One may not be able to readily obtain a sample or be able to easily grow an organism in culture, but one may be able to use the body's own immune response specific to an organism for diagnosis.
Serologic diagnosis is based upon a humoral immune response, with production of antibodies to a micro-organism. The initial antibody response is primarily production of IgM antibodies, followed by an increasing high titer of IgG antibodies. One can distinguish acute infection by finding IgM antibodies, such as finding hepatitis A IgM antibodies. Past exposure or past infection may just have IgG antibodies. Avidity assays provide the same information (antibody avidity increases with duration of infection). Presence of any antibodies may help in establishing that infection has occurred. The use of "paired sera" may help distinguish recent infection when a fourfold rise in titer (IgG antibodies) occurs in 1 to 3 weeks between the two specimens.
Just serologic positivity, such as presence of hepatitis B surface antibody, is useful to determine immune status for the purpose of vaccination.

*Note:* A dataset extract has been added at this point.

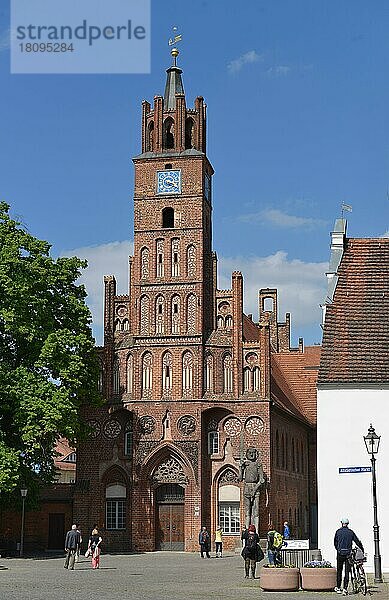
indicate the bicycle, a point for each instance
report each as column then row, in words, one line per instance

There may be antibody cross-reactivity among species, or even among genera. Other non-infectious diseases, such as chronic inflammatory conditions and autoimmune diseases, may produce false positive serologic results. Persons who are immunocompromised, particularly by diseases affecting humoral immunity, may have no antibody response or minimal response.

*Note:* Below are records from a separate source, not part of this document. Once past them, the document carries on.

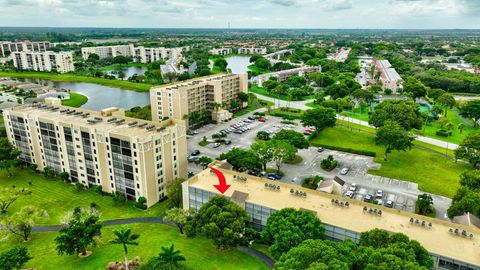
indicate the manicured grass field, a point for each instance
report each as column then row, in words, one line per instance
column 76, row 100
column 432, row 171
column 264, row 92
column 200, row 253
column 57, row 198
column 71, row 77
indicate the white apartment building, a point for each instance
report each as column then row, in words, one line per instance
column 126, row 155
column 44, row 61
column 221, row 51
column 109, row 51
column 252, row 50
column 8, row 47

If cross-reactivity and false positives are frequent, or the diagnosis carries a grave prognosis or treatment with significant morbidity and mortality, then confirmation is needed by another test. Hence, a serologic test for syphilis (STS) for initial screening may be performed with a rapid plasma reagin (RPR) test or a venereal disease research laboratory (VDRL) test. The former is cheaper and more often used for screening, but false positives occur. The fluorescent treponemal antigen (FTA) test is the most specific test that may be used to verify a true positive test.